We also use this rule: If it's not a bug or security issue, add "nit:" to the comment. Means "nice to have but not blocking." Cuts bikeshedding by 90%.

Protect Focus Time

Know what kills productivity? Meetings. Slack interruptions. "Got 5 minutes?" (it's never 5 minutes).

What we did:

  • No Meeting Wednesdays: Entire team has 8 hours of uninterrupted coding time. It's sacred.
  • Office hours: Instead of random interruptions, I have "office hours" 2-3pm where people can drop in. Otherwise, async Slack.
  • Maker vs Manager schedule: Meetings only in afternoons. Mornings are for deep work.

Output increased 30% just from this. Not because people worked more. Because they worked without constant context switching.

Celebrate Wins (Seriously, Do This)

I used to think celebrating was cheesy. Ship feature → On to the next one.

Then I noticed: people were burning out. Work felt like a treadmill.

Now we celebrate everything:

  • Friday Wins: Everyone shares one win from the week. Doesn't have to be big. "I finally understood closures!" counts.
  • Ship Notifications: We have a #shipped channel. Every deploy gets a 🚢 emoji and a shoutout.
  • Team Lunches: Hit a milestone? Team lunch. Simple but effective.

Cost? Basically nothing. Impact on morale? Huge.

What About Performance Reviews?

Real question I get: "How do you measure individual performance?"

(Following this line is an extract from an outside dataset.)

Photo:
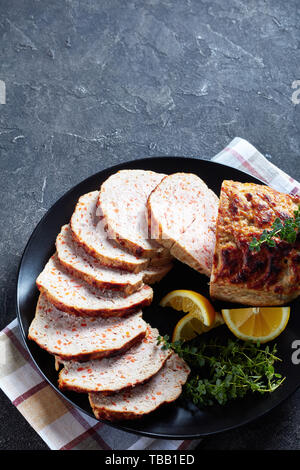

Honestly? I don't obsess over it. Here's what I track:

  • Are they growing? (Learning new things, taking on challenges)
  • Do teammates want to work with them? (Collaboration > Solo genius)
  • Do they deliver reliably? (Not fast—reliably)
  • Are they raising the team's level? (Helping others, improving processes)

The "10x engineer" who writes tons of code but nobody can work with? Not high-performing. The mid-level dev who unblocks everyone and writes solid, tested code? High-performing.

When Teams Don't Click

Not gonna lie: Sometimes teams just don't gel. I've had teams where despite everything we tried, people didn't vibe.

What helped:

  • 1-on-1s: Understanding what people actually care about. Sometimes someone just wants to work on frontend, and you've got them doing backend. Simple fix.
  • Retrospectives that matter: We do "Start, Stop, Continue." What should we start doing? Stop doing? Continue doing? Then we actually implement the feedback.
  • Sometimes people need to leave: And that's okay. Better a good departure than a miserable teammate.

For Junior Devs: How to Spot a High-Performing Team

If you're interviewing, here's what to look for:

  • Do people interrupt each other in meetings? (Good teams listen)
  • How do they talk about past projects? (Blame game or learning culture?)
  • Do they have on-call rotations? (Shared responsibility > Hero culture)
  • What happens when you ask "What's the biggest challenge?" (Honest answer or corporate speak?)

My Top 3 Lessons

  1. Psychological safety > Everything else. Smart people who don't trust each other ship slowly.
  2. Small, focused teams beat large ones. Always.
  3. Celebrate and recognize. People stay at companies where they feel valued, not where they code the most.

What You Can Do Monday

You don't need to be a manager to improve your team:

  • Start a #TIL channel and share something you learned this week
  • In your next code review, add one positive comment: "I really like how you structured this!"
  • Admit when you're stuck instead of struggling alone for days
  • Suggest a team lunch or coffee chat with no agenda

High-performing teams aren't built in a day. They're built in a thousand small moments where people choose collaboration over competition, learning over ego, and teams over individuals.

Start with one small change. See what happens.